Snood - PDA with couples is not always kissing. The ability to hold hands or more simple gestures are also public displays. The objections I hear about "rubbing it in other people's faces" usually make no distinction. That said, I take a different position (and perhaps it is generational), I simply don't care about PDA at all. I'm quite used to seeing men holding hands or kissing other men, and the same goes for women. That's my neighborhood, and it's nothing I even have a moment's pause over. I understand some people find it distasteful, but that information only effects my own choices on how I display affection for my girlfriend in public. It can turn a group of three in a park into a couple and a third wheel. That's were my consideration on the matter takes me, not if display unto themselves are appropriate or not.

A
R
T
Thomas
 
  2  
Reply Wed 23 May, 2012 11:08 am
@sozobe,
sozobe wrote:
Lesbians kissing is pretty eh. I mean I get it and everything, but whatever.
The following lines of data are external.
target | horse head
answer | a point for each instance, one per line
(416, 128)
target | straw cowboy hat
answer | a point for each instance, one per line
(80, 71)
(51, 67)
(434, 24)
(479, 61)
I, too, prefer lesbians making out over lesbians kissing. Lesbians kissing is as pointless as a swimsuit issue of Playboy. But maybe the other thing is more of a magazine and TV preference of mine.
0 Replies
 
JPB
 
  1  
Reply Wed 23 May, 2012 11:49 am
@failures art,
I think there is a generational component to it. Times are changing, as they always do, and what some find anathema others feel as normal because it's become normal in their lives. That's a good thing! It means we're progressing as a culture beyond our tribal days. Although I do think we're genetically encoded towards survival instincts, we can see today that we don't need to allow only a subset of the species to survive and thrive within the culture. Just as I can train myself not to bulk up to survive the upcoming winter in a cave, we can train ourselves to embrace a more diverse culture. Eventually, hopefully, our genetic programming will catch up to our new cultural norms.
RABEL222
 
  1  
Reply Wed 23 May, 2012 12:03 pm
I was wondering, does it mean that girls who kiss each other are classed as homos? I have witnessed many woman kissing who I am sure were straight. I think the euuu factor comes into play when the kiss is pashinate.